Welcome to the Zen garden at CodeMyConcept! Leave all your coding troubles behind and prepare yourself to find a new way to develop PSD to HTML. Take a big breath and let’s begin!
Balance is important in everything we do in our life. Developers have suffer years of basic hand coding from PSD to HTML converters that take at least 20 minutes to write down. When a client tells you to “code my design to CSS for tomorrow” it becomes a total waste of time to write the basics of the PSD to CSS when you need more time to focus on the “div” contents.
That was until 2009 when Sergey Chikuyonok created Zen Coding an editor plugin for high-speed XSL, XML and HTML coding and editing. The core of this plugin is a powerful abbreviation engine which allows you to expand expressions into beautiful PSD to HTML code and it has not been the same since then.

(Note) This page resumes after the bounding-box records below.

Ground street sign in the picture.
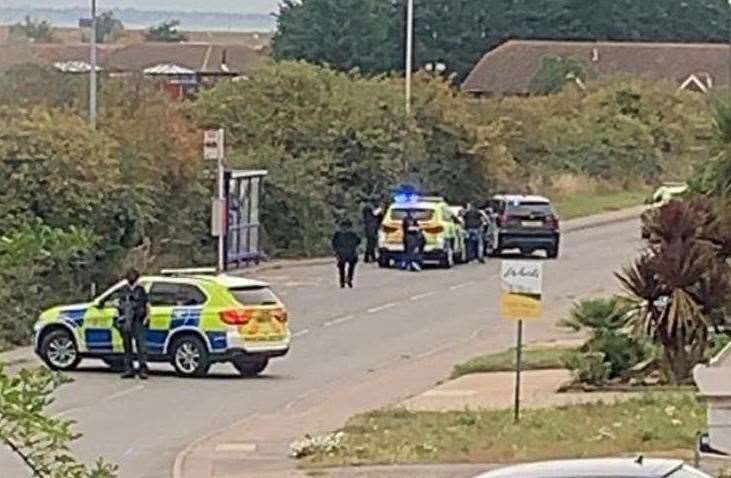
[500,261,543,423]
[203,129,224,161]
[500,260,543,320]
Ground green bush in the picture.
[0,363,117,478]
[560,297,651,383]
[566,352,611,385]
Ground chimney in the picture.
[221,48,228,72]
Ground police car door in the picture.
[80,283,122,354]
[147,280,207,354]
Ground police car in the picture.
[34,270,291,377]
[378,194,466,269]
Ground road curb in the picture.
[0,346,34,367]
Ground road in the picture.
[0,220,639,478]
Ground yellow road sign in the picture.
[500,292,543,320]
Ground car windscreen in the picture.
[229,286,279,305]
[505,202,553,216]
[391,208,434,221]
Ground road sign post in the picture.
[203,129,226,272]
[500,260,543,422]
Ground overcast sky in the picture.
[0,0,279,13]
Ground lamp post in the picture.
[89,0,96,129]
[406,0,414,115]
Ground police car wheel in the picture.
[233,358,269,377]
[40,329,81,370]
[171,335,210,377]
[441,246,454,269]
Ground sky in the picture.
[0,0,279,13]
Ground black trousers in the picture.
[364,234,378,262]
[119,320,147,372]
[338,259,358,287]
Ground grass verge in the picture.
[451,346,573,378]
[303,393,705,468]
[553,191,648,220]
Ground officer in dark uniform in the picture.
[401,211,424,272]
[116,269,150,380]
[332,219,360,289]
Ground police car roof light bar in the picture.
[160,267,216,277]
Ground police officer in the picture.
[332,219,360,289]
[401,211,423,272]
[116,269,150,380]
[463,204,487,262]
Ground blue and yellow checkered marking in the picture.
[58,309,86,328]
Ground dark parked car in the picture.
[477,458,711,478]
[488,194,561,259]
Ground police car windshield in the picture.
[391,208,434,221]
[507,202,553,216]
[229,287,278,305]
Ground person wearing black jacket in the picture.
[116,269,150,380]
[332,220,360,289]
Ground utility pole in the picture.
[89,0,97,129]
[406,0,414,115]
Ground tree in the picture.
[618,198,731,383]
[272,0,403,73]
[530,55,589,95]
[693,93,731,197]
[0,364,117,478]
[273,0,729,80]
[96,10,124,43]
[10,15,55,43]
[145,20,186,43]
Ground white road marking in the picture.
[411,291,437,300]
[368,302,398,314]
[323,315,355,327]
[107,385,145,400]
[55,385,145,417]
[216,443,256,453]
[449,281,477,290]
[292,329,310,339]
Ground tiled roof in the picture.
[462,40,731,95]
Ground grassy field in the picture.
[553,191,649,219]
[451,346,572,378]
[303,393,705,468]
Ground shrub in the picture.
[560,297,650,383]
[0,364,117,478]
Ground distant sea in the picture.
[0,6,276,32]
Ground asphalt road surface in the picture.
[0,220,640,478]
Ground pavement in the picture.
[0,208,640,478]
[401,370,633,412]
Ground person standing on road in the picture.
[117,269,150,380]
[332,219,360,289]
[401,211,422,272]
[363,204,381,263]
[463,204,487,262]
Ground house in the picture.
[0,42,267,98]
[462,40,731,96]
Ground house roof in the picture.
[462,40,731,95]
[0,42,266,74]
[103,43,263,73]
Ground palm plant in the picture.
[617,198,731,383]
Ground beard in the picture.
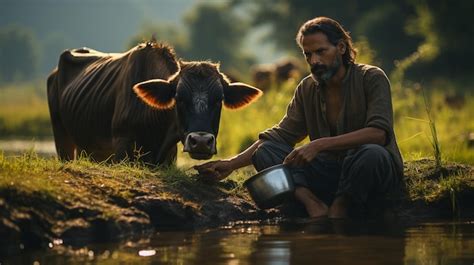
[311,56,342,83]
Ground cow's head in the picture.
[133,62,262,159]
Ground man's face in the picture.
[302,32,345,83]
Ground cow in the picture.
[251,58,302,91]
[47,41,262,165]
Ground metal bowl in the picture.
[244,165,295,209]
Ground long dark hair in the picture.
[296,17,357,65]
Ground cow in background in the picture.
[251,58,303,91]
[47,42,262,165]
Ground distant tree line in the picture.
[0,0,474,82]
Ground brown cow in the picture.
[48,42,262,165]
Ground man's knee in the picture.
[355,144,391,166]
[252,141,292,171]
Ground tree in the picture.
[0,25,39,82]
[185,3,254,74]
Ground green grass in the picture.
[0,82,52,139]
[0,76,474,164]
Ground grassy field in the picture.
[0,76,474,165]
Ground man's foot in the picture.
[295,187,328,218]
[328,196,347,219]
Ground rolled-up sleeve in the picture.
[259,82,307,146]
[365,68,393,145]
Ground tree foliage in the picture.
[0,25,39,82]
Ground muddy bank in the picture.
[0,158,474,253]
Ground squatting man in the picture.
[195,17,403,218]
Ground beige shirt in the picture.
[259,64,403,176]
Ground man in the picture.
[195,17,403,218]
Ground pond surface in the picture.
[0,219,474,265]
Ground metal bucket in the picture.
[244,165,295,209]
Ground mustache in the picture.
[311,64,328,73]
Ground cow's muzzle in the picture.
[183,132,217,159]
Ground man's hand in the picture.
[194,160,234,181]
[283,139,323,167]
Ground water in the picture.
[0,220,474,265]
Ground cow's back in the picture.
[48,42,177,160]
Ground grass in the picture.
[0,82,52,139]
[0,74,474,164]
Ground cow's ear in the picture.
[224,83,263,109]
[133,79,176,110]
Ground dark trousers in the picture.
[252,141,400,214]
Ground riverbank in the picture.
[0,153,474,253]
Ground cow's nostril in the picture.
[207,138,214,146]
[189,137,197,147]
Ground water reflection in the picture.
[0,219,474,265]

This is not any other code-completion plugin. By writing down in one sentence it acts like a formula that magically creates the “div” you need. It searches from the cursors current position rather than scanning the document from the beginning. It consists of two core components: an abbreviation expander and context independent HTML pair tag matcher.

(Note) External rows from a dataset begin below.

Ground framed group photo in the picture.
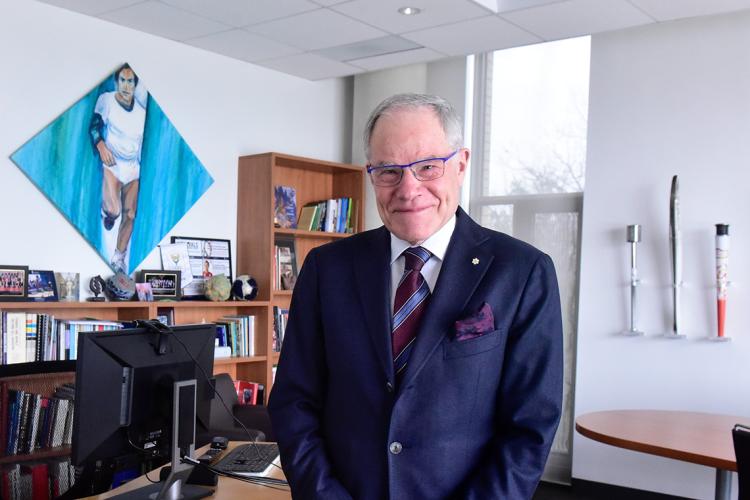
[171,236,232,299]
[0,265,29,300]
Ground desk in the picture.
[576,410,750,500]
[90,441,292,500]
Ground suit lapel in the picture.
[353,227,393,381]
[400,208,494,388]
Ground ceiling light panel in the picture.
[99,1,229,41]
[402,16,542,56]
[258,54,363,80]
[36,0,142,16]
[162,0,320,27]
[315,35,421,62]
[630,0,750,21]
[247,9,387,50]
[500,0,653,40]
[331,0,492,36]
[185,29,301,62]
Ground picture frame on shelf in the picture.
[136,269,182,300]
[135,283,154,302]
[159,241,193,288]
[171,236,232,299]
[275,235,297,290]
[26,269,58,302]
[0,265,29,301]
[55,272,81,302]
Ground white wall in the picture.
[0,0,352,283]
[352,57,466,229]
[573,12,750,498]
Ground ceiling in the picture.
[40,0,750,80]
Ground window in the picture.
[470,37,590,482]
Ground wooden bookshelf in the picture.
[237,153,366,397]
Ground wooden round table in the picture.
[576,410,750,500]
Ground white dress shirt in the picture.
[390,215,456,314]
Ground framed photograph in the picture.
[136,269,182,300]
[275,235,297,290]
[172,236,232,299]
[159,242,193,288]
[55,273,81,302]
[26,270,57,302]
[0,265,29,300]
[135,283,154,302]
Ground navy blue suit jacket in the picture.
[269,208,562,500]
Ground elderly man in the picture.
[270,94,562,500]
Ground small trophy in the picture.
[622,224,643,337]
[86,275,104,302]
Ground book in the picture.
[273,186,297,229]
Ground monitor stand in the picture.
[112,379,213,500]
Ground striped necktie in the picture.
[391,247,432,380]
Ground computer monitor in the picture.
[71,322,216,498]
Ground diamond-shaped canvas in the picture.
[11,64,213,273]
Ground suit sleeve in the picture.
[456,255,563,500]
[268,250,351,500]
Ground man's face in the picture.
[116,68,135,106]
[369,107,469,245]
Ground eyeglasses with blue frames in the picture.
[367,149,460,187]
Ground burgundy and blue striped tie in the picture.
[391,247,432,381]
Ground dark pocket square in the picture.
[456,302,495,341]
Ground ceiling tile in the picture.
[331,0,492,36]
[495,0,566,14]
[401,16,542,56]
[312,0,349,7]
[40,0,143,16]
[630,0,750,21]
[185,29,300,62]
[257,54,363,80]
[247,9,387,50]
[315,35,421,62]
[500,0,653,40]
[99,1,228,40]
[162,0,320,27]
[347,48,445,71]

The tools have been incorporated into a number of high-profile text editors, some plug-ins developed by the Zen Coding team and others implemented independently. However, it is primarily independent from any text editor, as the engine works directly with text rather than with any particular software.
These plugins are developed by Zen Coding team:
1) Aptana/Eclipse- Build, edit, preview and debugging HTML, CSS and JavaScript websites with PHP and Ruby on Rails web development.

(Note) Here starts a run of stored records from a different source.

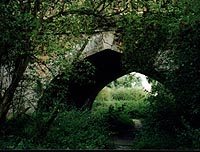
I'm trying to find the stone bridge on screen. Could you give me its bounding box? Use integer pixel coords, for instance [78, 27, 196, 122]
[38, 32, 200, 128]
[40, 32, 178, 109]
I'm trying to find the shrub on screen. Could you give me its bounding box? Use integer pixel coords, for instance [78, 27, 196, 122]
[44, 110, 112, 149]
[111, 87, 146, 101]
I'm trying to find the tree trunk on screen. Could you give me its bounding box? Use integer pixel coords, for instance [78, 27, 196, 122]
[0, 55, 29, 124]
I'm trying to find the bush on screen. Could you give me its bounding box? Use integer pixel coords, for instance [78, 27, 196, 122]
[44, 110, 113, 149]
[111, 87, 146, 101]
[0, 109, 113, 149]
[132, 128, 177, 149]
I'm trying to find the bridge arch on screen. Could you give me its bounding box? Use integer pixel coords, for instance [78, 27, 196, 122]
[39, 32, 168, 109]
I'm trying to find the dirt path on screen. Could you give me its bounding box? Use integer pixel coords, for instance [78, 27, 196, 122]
[111, 119, 142, 150]
[111, 136, 134, 149]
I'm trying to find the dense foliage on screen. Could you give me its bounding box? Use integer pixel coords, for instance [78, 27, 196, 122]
[0, 0, 200, 149]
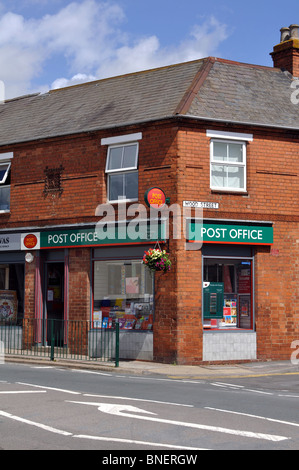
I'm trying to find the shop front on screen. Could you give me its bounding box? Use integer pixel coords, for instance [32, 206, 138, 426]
[0, 233, 25, 349]
[20, 222, 164, 360]
[189, 221, 273, 362]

2) TextMate- Declarative customizations, tabs for open documents, recordable macros, folding sections and snippets, shell integration, and an extensible bundle system.
5) Komodo Edit/IDE- It is a commercial IDE with a wealth of features to make you more productive: debugging of PHP, Python, Perl, Ruby and Tcl; source code control integration with Subversion, Git, Mercurial, Perforce, CVS and Bazaar.
6) PSPad- The editor supports many file types and languages, with syntax highlighting.
7) editArea- The main goal is to allow text formatting, search and replace and real-time syntax highlight.
It has two major element types: snippets (arbitrary code fragments) and abbreviations (tag definitions). With snippets, you can write anything you want, and it will be outputted; but you have to manually format it. There are third-party supported editors, such as:
1) Sublime Text- A sophisticated text editor for code, html and prose.
2) UltraEdit- Versatile and easy to use, it is the ideal text, hex, XML, HTML, PHP, Java, Javascript, Perl, and programmer’s editor.
3) GEdit- Designed as a general purpose text editor, gedit emphasizes simplicity and ease of use. It includes tools for editing source code and structured text such as markup languages.
You are ready to give it a try now. Thanks for stopping by CodeMyConcept’s Zen garden, go ahead and apply all you have learned here today and come back to tell us how it went. Remember that we encourage you to try and learn how to code and do implementations manually, since sometimes converters might create errors or not be as reliable as hand written coding.